Removing age discrimination provides a welcoming environment for staff and clients, enabling us to offer positive, long-term Cumbria career choices beyond tourism. Our team range from dental nurse cadet Molly (18), to vibrant 60+ Head Nurse Jill and Neil - a dentist who “un-retired” and enjoys working two days a week. Our practice is the richer for everyone in it.


Rachel Tyson, Head of Partnerships & Projects, Cumbria Tourism

We know that Cumbria has a ‘super aging’ population and this is something businesses have been aware of – and have been adapting to – for a long time, developing a range of innovative ways to encourage people to consider careers within the visitor economy.

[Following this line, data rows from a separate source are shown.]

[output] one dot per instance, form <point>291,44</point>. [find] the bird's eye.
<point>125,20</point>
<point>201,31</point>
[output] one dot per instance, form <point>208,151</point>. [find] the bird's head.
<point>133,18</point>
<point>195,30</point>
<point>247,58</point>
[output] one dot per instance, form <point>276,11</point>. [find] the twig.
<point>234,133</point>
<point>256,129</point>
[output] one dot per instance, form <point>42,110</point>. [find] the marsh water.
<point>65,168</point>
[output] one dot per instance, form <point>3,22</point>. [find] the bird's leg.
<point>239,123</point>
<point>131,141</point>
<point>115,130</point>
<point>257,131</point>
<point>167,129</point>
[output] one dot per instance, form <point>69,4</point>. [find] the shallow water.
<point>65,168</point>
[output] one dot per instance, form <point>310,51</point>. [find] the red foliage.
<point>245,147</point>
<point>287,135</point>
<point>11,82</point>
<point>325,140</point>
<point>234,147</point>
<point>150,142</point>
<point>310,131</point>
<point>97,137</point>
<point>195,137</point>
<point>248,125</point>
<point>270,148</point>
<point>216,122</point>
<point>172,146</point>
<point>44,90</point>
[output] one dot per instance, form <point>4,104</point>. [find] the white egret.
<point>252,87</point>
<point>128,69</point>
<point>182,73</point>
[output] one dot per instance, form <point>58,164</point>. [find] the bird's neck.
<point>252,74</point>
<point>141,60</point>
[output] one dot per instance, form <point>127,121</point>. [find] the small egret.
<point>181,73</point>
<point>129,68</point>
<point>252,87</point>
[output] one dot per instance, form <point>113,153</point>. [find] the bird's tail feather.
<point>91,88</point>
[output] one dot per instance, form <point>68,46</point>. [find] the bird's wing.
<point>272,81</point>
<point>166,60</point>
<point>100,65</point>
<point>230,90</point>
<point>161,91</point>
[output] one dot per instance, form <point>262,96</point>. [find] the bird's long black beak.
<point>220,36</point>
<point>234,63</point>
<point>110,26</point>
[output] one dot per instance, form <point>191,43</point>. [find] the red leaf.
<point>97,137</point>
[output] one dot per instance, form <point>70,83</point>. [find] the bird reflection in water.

In fact, one of the key elements of our ‘tourism talent hub’ is supporting people of all ages to retrain, upskill and make the most of the new, more flexible opportunities being offered by tourism operators.

The emphasis on strong customer service in tourism-related jobs lends itself well to people looking for a second career in later life, whether they’re looking for a brand-new entrepreneurial challenge or conversely, they want to step back from more managerial responsibilities altogether.

At the same time, any good business will also be aware of the need for robust succession planning. It will be more important than ever to practice proactive business management, regularly revisiting long-term business plans and ensuring there are contingencies in place for future staffing.

Rebecca Graves, Director, NRL



In the nuclear sector, in which I have spent over two decades, we’ve seen first-hand that an ageing workforce brings the risk of losing vital skills and expertise unless we invest time and resources into attracting young people into the sector.

Preparation is key, because replacing years of experience won’t happen overnight. Training programmes need to be put in place, including apprenticeships and clear career paths to provide long-term careers where people can grow their skills, increase their earnings and facilitate a comfortable life for themselves.

For the nuclear sector, this provides an exciting opportunity to get out into the local community and engage with people from all walks of life to help them see nuclear as a career choice for them, especially where it may seem inaccessible to them. Businesses have a great opportunity to engineer positive change as we welcome the next generation of workers.